The proposal comes as district officials grapple with balancing a $124 million budget shortfall for the upcoming fiscal year.

Those newly on the chopping block include more than 40 library technicians, mental health workers and bus drivers, along with other support staff. Notices have already been served on teachers, tech support staff, and special education assistants, among others.

A decision must be made by May 11.

The item, along with several others, were be taken up at the board's meeting at 5 p.m. at district headquarters in Normal Heights.

The trustees also unanimously approved a resolution in support of state legislation that would prohibit California from doing business with contractors who help build a wall on the U.S.-Mexico border.
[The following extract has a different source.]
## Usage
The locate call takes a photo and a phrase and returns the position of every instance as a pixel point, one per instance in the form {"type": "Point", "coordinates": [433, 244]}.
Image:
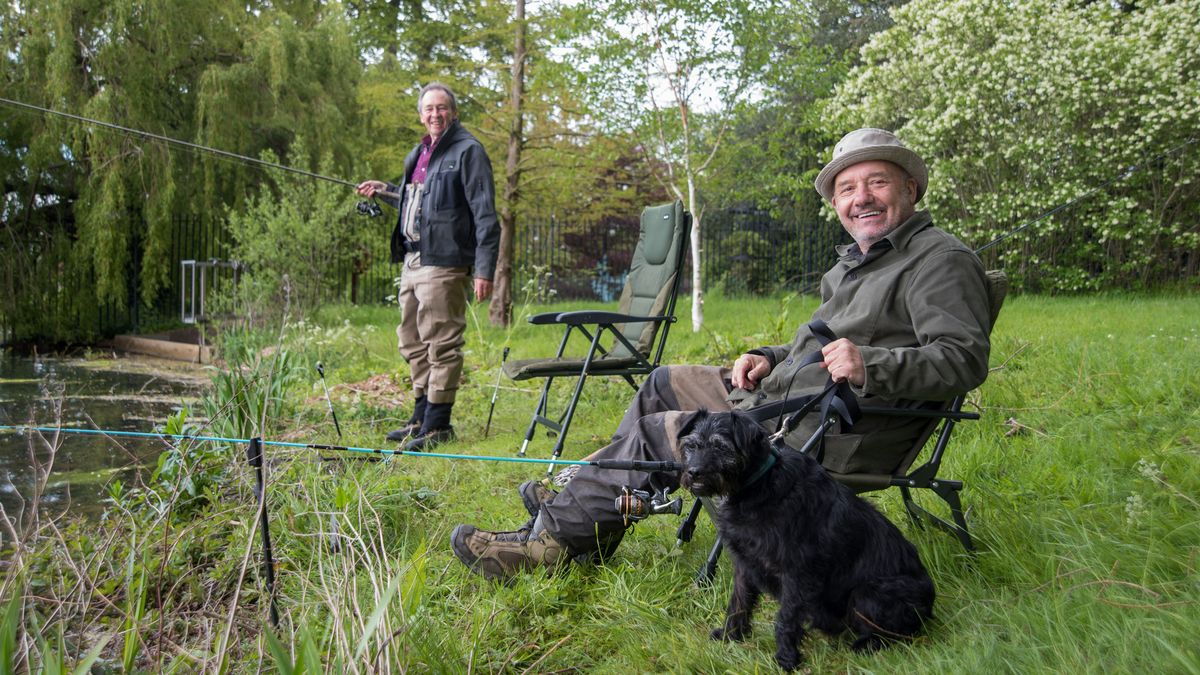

SB 30, by Sen. Ricardo Lara, D-Bell Gardens, would prevent the state from awarding or renewing a public contract with any person who provides goods or services to the federal government for construction of a wall, fence or barrier along the border.

According to the school district, endorsing the legislation would send the message that the "Board of Education believes a proposed border wall between California and Mexico would do serious economic, social and environmental harm to its students and the larger San Diego community."

Also at the meeting, opponents of a new district program to combat Islamophobia in San Diego protested during a public comment period.

In an email sent to reporters, Citizens for Quality Education-San Diego said they opposed the implementation of "anti-American Sharia Law policies" at local schools.

Some parents say the anti-bullying program is not enough and needs to include all students.

The program is the result of direction by the board last July to address discrimination against Muslim students and their families, who trustees said are more likely to be bullied than other students.

Between July 1 and Dec. 31 last year, there were seven reported incidents of harassment based on religion in San Diego Unified schools, according to a district presentation. By comparison, there were 36 based on race and 21 on sex during the same period.

The program includes making teachers and staff aware of when Muslim holidays occur, setting up professional staff development training on awareness of and advocating for Muslim culture, providing resources to students during Ramadan, and giving teachers history and social science materials, among other things.

In its statement, CQE said it objected to several steps being taken under the program, including establishing a partnership with the San Diego chapter of the Council on American-Islamic Relations.

The board also received a petition signed by 700 parents and says advanced sex ed classes, that now include graphic cartoons, being taught in elementary school are inappropriate.